NATO member Turkey has grown increasingly frustrated by the international response to Syria’s five-year-old war, incensed by a Russian intervention which has tipped the balance of power in favour of Ankara’s arch-enemy Assad and by U.S. support for a Kurdish militia it sees as a hostile insurgent force.
“The West, the United States, Russia, Iran, the European Union and United Nations have unfortunately not managed to stand tall by the honor of humanity,” Erdogan said in a speech in Ankara broadcast live on television.

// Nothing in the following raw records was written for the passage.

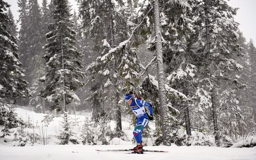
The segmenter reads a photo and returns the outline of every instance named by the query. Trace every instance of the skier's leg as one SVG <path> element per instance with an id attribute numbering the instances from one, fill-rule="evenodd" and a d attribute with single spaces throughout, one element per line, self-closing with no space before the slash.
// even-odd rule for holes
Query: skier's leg
<path id="1" fill-rule="evenodd" d="M 134 128 L 133 134 L 137 142 L 137 146 L 134 147 L 135 152 L 143 153 L 143 145 L 142 143 L 142 132 L 143 129 L 148 123 L 148 120 L 146 118 L 138 118 L 137 120 L 136 127 Z"/>

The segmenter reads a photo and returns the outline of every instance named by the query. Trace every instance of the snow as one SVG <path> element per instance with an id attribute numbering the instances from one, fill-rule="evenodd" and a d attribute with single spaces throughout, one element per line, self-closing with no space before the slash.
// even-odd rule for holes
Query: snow
<path id="1" fill-rule="evenodd" d="M 117 139 L 115 140 L 117 141 Z M 144 154 L 127 154 L 129 152 L 99 152 L 96 149 L 128 149 L 134 145 L 46 145 L 12 147 L 1 145 L 1 160 L 253 160 L 255 148 L 221 148 L 215 147 L 145 146 L 149 150 L 161 150 L 168 153 L 147 153 Z"/>
<path id="2" fill-rule="evenodd" d="M 237 141 L 231 147 L 241 147 L 243 145 L 246 146 L 253 143 L 256 143 L 256 137 L 249 137 L 247 138 L 242 138 L 241 141 Z M 256 150 L 255 147 L 254 148 L 256 148 Z"/>
<path id="3" fill-rule="evenodd" d="M 43 77 L 42 77 L 40 78 L 40 80 L 45 80 L 45 79 L 46 78 L 46 77 L 45 76 L 44 76 Z"/>
<path id="4" fill-rule="evenodd" d="M 42 123 L 40 122 L 47 114 L 36 113 L 33 111 L 16 108 L 15 112 L 19 117 L 24 120 L 30 120 L 34 123 L 37 123 L 38 128 L 35 128 L 35 132 L 38 133 Z M 72 118 L 77 119 L 78 121 L 83 122 L 86 117 L 90 117 L 91 113 L 84 113 L 83 115 L 70 115 Z M 50 122 L 47 128 L 48 137 L 52 141 L 55 141 L 56 132 L 59 130 L 60 123 L 61 117 L 55 117 L 53 121 Z M 122 119 L 122 126 L 125 133 L 128 134 L 128 139 L 132 138 L 133 128 L 129 125 L 126 120 Z M 115 122 L 114 122 L 115 123 Z M 152 122 L 149 124 L 152 125 Z M 111 125 L 111 128 L 113 125 Z M 150 126 L 151 127 L 151 126 Z M 74 128 L 74 131 L 81 129 L 80 127 Z M 114 128 L 113 128 L 114 129 Z M 154 128 L 152 128 L 154 129 Z M 33 132 L 33 129 L 31 128 Z M 127 131 L 128 132 L 127 132 Z M 198 135 L 199 137 L 202 136 Z M 74 138 L 77 138 L 74 136 Z M 248 139 L 249 142 L 256 142 L 255 138 Z M 4 140 L 7 142 L 4 141 Z M 0 138 L 0 157 L 1 160 L 130 160 L 132 159 L 152 159 L 152 160 L 253 160 L 255 159 L 256 147 L 237 148 L 235 145 L 230 148 L 222 148 L 216 147 L 206 146 L 176 146 L 172 144 L 167 146 L 145 146 L 144 148 L 149 150 L 158 150 L 168 151 L 168 153 L 146 153 L 144 154 L 127 154 L 129 152 L 99 152 L 96 149 L 129 149 L 134 147 L 131 141 L 124 141 L 118 138 L 110 140 L 110 145 L 56 145 L 54 142 L 50 142 L 48 145 L 41 145 L 35 144 L 34 146 L 26 145 L 25 147 L 12 147 L 11 138 L 10 137 Z M 243 139 L 237 142 L 240 143 L 244 141 Z M 29 158 L 28 159 L 28 157 Z"/>
<path id="5" fill-rule="evenodd" d="M 107 39 L 104 39 L 103 40 L 102 40 L 102 42 L 103 43 L 103 46 L 107 47 L 110 47 L 110 45 L 108 43 Z"/>
<path id="6" fill-rule="evenodd" d="M 4 87 L 1 84 L 0 84 L 0 90 L 1 90 L 2 89 L 3 89 Z"/>

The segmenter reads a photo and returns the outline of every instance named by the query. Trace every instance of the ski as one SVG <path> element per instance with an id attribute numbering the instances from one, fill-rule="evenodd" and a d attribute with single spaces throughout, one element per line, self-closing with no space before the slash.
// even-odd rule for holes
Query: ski
<path id="1" fill-rule="evenodd" d="M 133 149 L 105 149 L 105 150 L 101 150 L 101 149 L 96 149 L 97 151 L 99 152 L 122 152 L 122 151 L 134 151 Z M 168 151 L 159 151 L 159 150 L 148 150 L 144 149 L 144 152 L 159 152 L 159 153 L 168 153 Z M 132 152 L 132 153 L 133 153 Z"/>

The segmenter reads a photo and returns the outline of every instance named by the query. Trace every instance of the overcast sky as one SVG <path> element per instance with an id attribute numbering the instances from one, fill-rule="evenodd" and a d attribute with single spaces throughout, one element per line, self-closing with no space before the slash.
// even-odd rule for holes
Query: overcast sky
<path id="1" fill-rule="evenodd" d="M 69 0 L 72 5 L 72 8 L 77 9 L 76 1 Z M 18 0 L 4 0 L 11 5 L 11 10 L 13 14 L 14 19 L 19 18 L 19 9 L 17 2 Z M 38 0 L 41 5 L 42 0 Z M 48 0 L 48 1 L 50 0 Z M 243 36 L 247 41 L 252 38 L 256 46 L 256 0 L 230 0 L 228 3 L 233 7 L 239 8 L 236 16 L 235 17 L 236 21 L 240 24 L 239 28 L 243 32 Z"/>

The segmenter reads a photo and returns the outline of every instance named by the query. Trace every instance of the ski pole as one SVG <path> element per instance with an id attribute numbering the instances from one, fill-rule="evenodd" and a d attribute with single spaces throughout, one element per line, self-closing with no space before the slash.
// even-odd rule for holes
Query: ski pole
<path id="1" fill-rule="evenodd" d="M 157 121 L 162 121 L 163 122 L 167 122 L 167 123 L 172 123 L 172 124 L 175 124 L 175 125 L 179 125 L 179 126 L 182 126 L 182 127 L 187 127 L 187 128 L 193 128 L 193 129 L 197 129 L 197 130 L 201 130 L 201 131 L 202 131 L 203 132 L 206 132 L 206 129 L 205 129 L 205 128 L 203 128 L 203 129 L 199 129 L 199 128 L 194 128 L 194 127 L 189 127 L 189 126 L 184 126 L 184 125 L 182 125 L 182 124 L 177 124 L 177 123 L 172 123 L 172 122 L 167 122 L 167 121 L 162 121 L 162 120 L 159 120 L 159 119 L 155 119 L 156 120 L 157 120 Z M 160 123 L 161 124 L 163 124 L 163 125 L 165 125 L 166 126 L 170 126 L 170 127 L 172 127 L 170 125 L 167 125 L 166 124 L 164 124 L 164 123 Z"/>

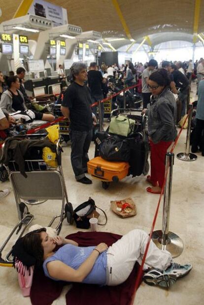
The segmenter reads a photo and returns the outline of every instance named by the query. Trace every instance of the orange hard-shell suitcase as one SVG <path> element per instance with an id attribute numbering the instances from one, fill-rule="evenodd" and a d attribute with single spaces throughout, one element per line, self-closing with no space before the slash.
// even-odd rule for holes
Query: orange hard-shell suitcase
<path id="1" fill-rule="evenodd" d="M 87 163 L 88 172 L 93 177 L 106 182 L 118 182 L 126 177 L 129 167 L 128 162 L 107 161 L 101 157 L 96 157 Z"/>

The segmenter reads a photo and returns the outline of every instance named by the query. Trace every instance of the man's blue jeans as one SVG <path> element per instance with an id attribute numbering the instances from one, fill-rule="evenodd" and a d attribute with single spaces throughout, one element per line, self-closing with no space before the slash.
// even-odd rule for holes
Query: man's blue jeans
<path id="1" fill-rule="evenodd" d="M 85 176 L 89 161 L 88 152 L 92 138 L 92 129 L 89 131 L 72 130 L 70 132 L 71 142 L 71 162 L 76 180 Z"/>

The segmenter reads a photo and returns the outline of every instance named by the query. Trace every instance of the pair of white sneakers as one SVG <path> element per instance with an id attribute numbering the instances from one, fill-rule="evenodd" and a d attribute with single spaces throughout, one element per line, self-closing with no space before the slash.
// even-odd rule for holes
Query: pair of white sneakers
<path id="1" fill-rule="evenodd" d="M 10 191 L 8 189 L 5 189 L 5 190 L 3 190 L 3 191 L 0 191 L 0 200 L 2 199 L 2 198 L 4 198 L 4 197 L 7 196 L 9 193 Z"/>

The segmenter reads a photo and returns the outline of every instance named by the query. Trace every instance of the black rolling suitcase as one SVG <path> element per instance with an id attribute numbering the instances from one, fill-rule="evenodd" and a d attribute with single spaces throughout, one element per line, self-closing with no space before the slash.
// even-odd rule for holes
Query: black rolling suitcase
<path id="1" fill-rule="evenodd" d="M 133 177 L 146 174 L 148 171 L 148 148 L 146 143 L 139 136 L 130 139 L 131 145 L 129 173 Z"/>
<path id="2" fill-rule="evenodd" d="M 94 141 L 95 143 L 95 152 L 94 154 L 95 157 L 99 157 L 100 155 L 99 153 L 99 150 L 102 141 L 104 139 L 106 139 L 110 136 L 110 135 L 104 131 L 98 132 L 96 134 L 96 137 Z"/>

“On the contrary, all these countries, because of their own calculations, have permitted, directly or indirectly, the killing of nearly half a million innocent people by the regime and its backers,” he said.
The United States and Russia announced plans on Monday for a cessation of hostilities in Syria to take effect starting on Saturday. But rebels backed by Saudi Arabia and Turkey expressed doubts about the proposal, which excludes attacks by the Syrian army and its Russian backers on the jihadist groups Islamic State and the al Qaeda-linked Nusra Front.

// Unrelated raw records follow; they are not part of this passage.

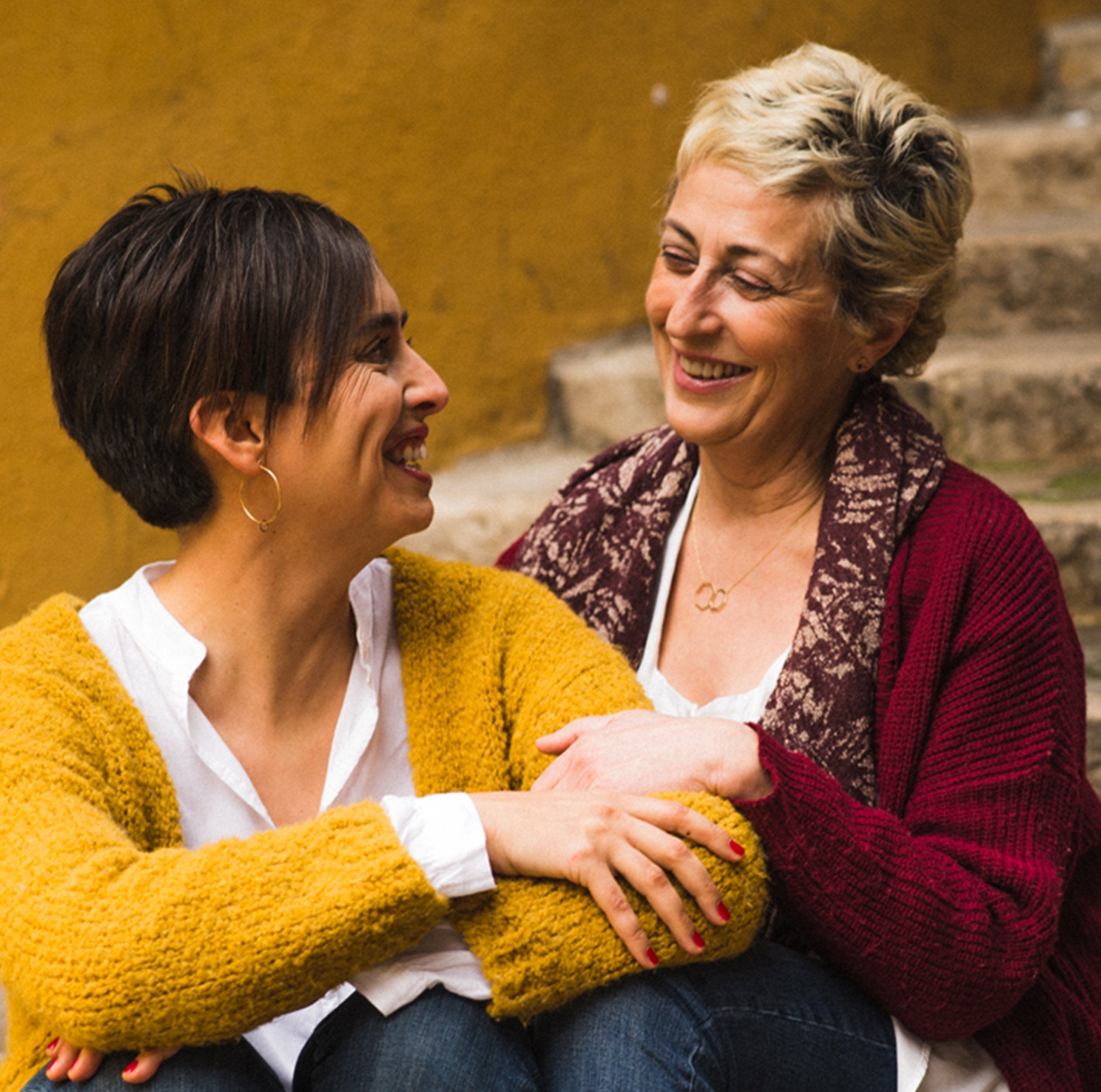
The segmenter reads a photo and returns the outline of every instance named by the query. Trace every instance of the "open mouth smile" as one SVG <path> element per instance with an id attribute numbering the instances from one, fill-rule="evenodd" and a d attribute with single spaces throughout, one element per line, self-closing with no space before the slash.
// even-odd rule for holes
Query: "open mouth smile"
<path id="1" fill-rule="evenodd" d="M 738 375 L 750 373 L 749 368 L 743 368 L 741 364 L 729 364 L 722 360 L 701 360 L 677 353 L 677 361 L 680 364 L 680 370 L 693 379 L 734 379 Z"/>
<path id="2" fill-rule="evenodd" d="M 419 470 L 421 463 L 428 458 L 428 448 L 424 440 L 410 440 L 383 452 L 383 458 L 388 462 L 396 462 L 400 467 Z"/>

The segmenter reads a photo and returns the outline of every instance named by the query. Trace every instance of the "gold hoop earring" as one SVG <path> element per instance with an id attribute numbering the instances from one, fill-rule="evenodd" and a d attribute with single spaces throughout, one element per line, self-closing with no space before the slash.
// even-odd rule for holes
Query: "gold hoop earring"
<path id="1" fill-rule="evenodd" d="M 241 502 L 241 511 L 260 528 L 261 532 L 264 532 L 275 522 L 280 512 L 283 511 L 283 490 L 280 489 L 279 478 L 275 477 L 275 471 L 272 470 L 271 467 L 265 467 L 261 462 L 260 469 L 275 483 L 275 511 L 266 520 L 258 520 L 249 511 L 249 505 L 244 503 L 244 487 L 250 480 L 248 474 L 241 476 L 241 487 L 237 491 L 237 498 Z"/>

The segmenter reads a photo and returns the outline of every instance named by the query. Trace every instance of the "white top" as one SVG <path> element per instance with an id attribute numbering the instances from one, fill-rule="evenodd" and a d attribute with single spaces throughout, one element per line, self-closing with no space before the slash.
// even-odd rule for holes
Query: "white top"
<path id="1" fill-rule="evenodd" d="M 698 491 L 697 470 L 665 544 L 654 616 L 650 620 L 646 647 L 639 664 L 639 681 L 654 702 L 654 708 L 671 717 L 724 717 L 729 720 L 760 721 L 791 647 L 784 649 L 765 671 L 764 678 L 748 694 L 723 695 L 706 706 L 689 701 L 657 669 L 669 590 Z M 919 1039 L 894 1017 L 892 1023 L 898 1058 L 898 1092 L 1010 1092 L 993 1059 L 974 1039 L 930 1044 Z"/>
<path id="2" fill-rule="evenodd" d="M 179 798 L 184 844 L 195 849 L 222 838 L 248 838 L 274 823 L 244 768 L 189 696 L 206 648 L 151 587 L 172 564 L 139 570 L 88 603 L 80 620 L 145 718 Z M 333 736 L 319 810 L 378 800 L 440 895 L 489 891 L 494 884 L 486 834 L 470 797 L 417 798 L 414 793 L 390 563 L 378 558 L 368 565 L 352 580 L 348 598 L 359 654 Z M 389 1015 L 437 984 L 464 997 L 490 996 L 477 957 L 447 922 L 416 947 L 246 1038 L 290 1089 L 306 1039 L 353 987 Z"/>

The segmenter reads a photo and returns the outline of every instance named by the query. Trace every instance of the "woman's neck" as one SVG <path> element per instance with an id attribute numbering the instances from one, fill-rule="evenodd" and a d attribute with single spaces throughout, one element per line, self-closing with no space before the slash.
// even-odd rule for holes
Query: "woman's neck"
<path id="1" fill-rule="evenodd" d="M 742 462 L 729 452 L 700 448 L 696 510 L 704 520 L 723 523 L 767 520 L 820 496 L 829 476 L 828 451 L 799 452 L 783 463 Z"/>
<path id="2" fill-rule="evenodd" d="M 192 697 L 216 727 L 301 731 L 335 691 L 342 695 L 356 651 L 350 570 L 282 548 L 251 526 L 182 538 L 175 566 L 153 589 L 206 646 Z"/>

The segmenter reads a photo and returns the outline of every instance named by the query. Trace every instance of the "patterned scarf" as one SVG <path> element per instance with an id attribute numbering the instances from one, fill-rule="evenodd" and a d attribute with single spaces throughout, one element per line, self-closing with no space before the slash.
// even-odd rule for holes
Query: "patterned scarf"
<path id="1" fill-rule="evenodd" d="M 876 381 L 841 422 L 835 449 L 807 598 L 762 728 L 872 804 L 887 577 L 946 456 L 933 426 Z M 610 448 L 570 478 L 502 564 L 547 585 L 637 667 L 665 539 L 697 465 L 696 448 L 668 428 Z"/>

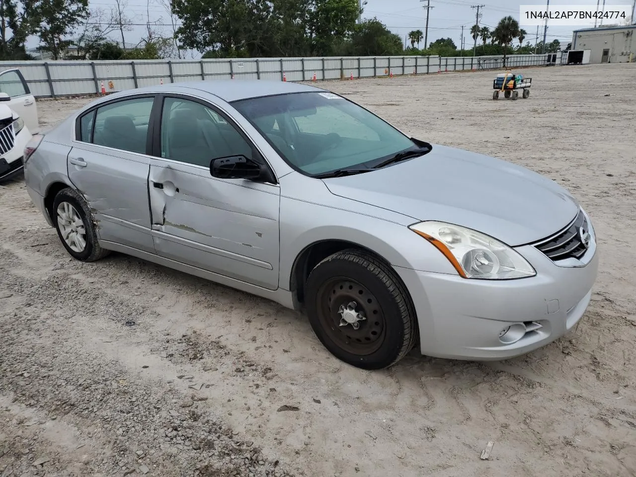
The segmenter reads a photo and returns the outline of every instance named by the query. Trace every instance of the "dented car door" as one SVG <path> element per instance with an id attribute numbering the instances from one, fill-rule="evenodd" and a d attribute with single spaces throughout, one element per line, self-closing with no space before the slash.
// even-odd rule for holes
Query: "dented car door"
<path id="1" fill-rule="evenodd" d="M 278 185 L 212 177 L 210 160 L 249 154 L 249 140 L 199 103 L 165 100 L 162 157 L 151 160 L 148 181 L 156 254 L 275 289 Z"/>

Rebels fear Russia will use that as a pretext to bomb them.
“If this is a ceasefire that is up to the mercy of Russia, which has brutally attacked the moderate opposition and aligned with Assad under the pretext of fighting Islamic State, we fear that the fire pouring over the innocent people will never stop,” Erdogan said.

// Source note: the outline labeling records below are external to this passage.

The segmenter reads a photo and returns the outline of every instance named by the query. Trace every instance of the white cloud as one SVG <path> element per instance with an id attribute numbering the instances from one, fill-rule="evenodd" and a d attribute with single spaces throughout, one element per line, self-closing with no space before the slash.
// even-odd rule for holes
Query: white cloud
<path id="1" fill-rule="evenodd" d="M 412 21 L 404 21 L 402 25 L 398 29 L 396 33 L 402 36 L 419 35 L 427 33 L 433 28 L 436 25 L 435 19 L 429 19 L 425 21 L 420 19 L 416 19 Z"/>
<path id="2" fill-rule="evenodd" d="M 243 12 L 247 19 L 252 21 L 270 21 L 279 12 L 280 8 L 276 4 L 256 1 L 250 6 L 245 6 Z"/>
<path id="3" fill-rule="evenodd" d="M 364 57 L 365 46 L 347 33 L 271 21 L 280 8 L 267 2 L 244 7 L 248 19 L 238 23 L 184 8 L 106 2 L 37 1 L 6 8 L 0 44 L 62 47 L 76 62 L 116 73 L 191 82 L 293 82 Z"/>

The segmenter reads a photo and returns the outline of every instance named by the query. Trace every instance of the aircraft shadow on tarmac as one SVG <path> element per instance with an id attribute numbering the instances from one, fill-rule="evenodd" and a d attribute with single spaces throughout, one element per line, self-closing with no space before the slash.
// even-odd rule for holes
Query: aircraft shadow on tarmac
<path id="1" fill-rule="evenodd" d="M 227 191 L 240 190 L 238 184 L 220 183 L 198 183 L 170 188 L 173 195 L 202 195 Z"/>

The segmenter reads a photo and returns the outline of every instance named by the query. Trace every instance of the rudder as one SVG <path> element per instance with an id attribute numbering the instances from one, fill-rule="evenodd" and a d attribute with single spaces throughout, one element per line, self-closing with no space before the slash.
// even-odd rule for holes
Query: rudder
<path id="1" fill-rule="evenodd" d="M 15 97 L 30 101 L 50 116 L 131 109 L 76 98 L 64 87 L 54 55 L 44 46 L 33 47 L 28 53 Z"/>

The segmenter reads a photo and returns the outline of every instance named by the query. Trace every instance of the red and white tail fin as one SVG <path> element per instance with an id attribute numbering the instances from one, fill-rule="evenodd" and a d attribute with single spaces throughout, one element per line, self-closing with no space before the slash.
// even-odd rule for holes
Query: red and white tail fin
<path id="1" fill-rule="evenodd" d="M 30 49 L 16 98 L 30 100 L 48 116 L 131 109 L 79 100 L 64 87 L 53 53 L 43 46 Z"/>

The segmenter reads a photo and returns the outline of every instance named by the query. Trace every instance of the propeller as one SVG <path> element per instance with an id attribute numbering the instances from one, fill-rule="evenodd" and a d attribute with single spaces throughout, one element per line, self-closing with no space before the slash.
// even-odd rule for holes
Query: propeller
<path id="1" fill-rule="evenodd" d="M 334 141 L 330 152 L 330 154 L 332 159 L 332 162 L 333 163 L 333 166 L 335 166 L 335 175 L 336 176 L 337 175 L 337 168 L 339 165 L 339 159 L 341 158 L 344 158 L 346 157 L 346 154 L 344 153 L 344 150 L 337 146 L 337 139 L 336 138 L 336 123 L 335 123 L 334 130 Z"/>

Syria’s opposition High Negotiations Committee (HNC), which groups Assad’s political and armed opponents, said on Monday it accepted “international efforts for a cessation of hostilities”, but only on the condition that previous demands including an end to blockades and the bombardment of civilians were fulfilled.
Erdogan described as a “great lie” the notion that the Syrian Kurdish YPG militia, which is seen as a hostile insurgent force by Ankara but has enjoyed U.S. backing, was being given support because it was fighting Islamic State.
Turkey views the YPG as a hostile insurgent force with deep links to the Kurdistan Workers Party (PKK), which has fought a three-decade insurgency for Kurdish autonomy in Turkey’s southeast. Erdogan has called on Washington to decide who its allies are - Turkey or the Kurdish militia.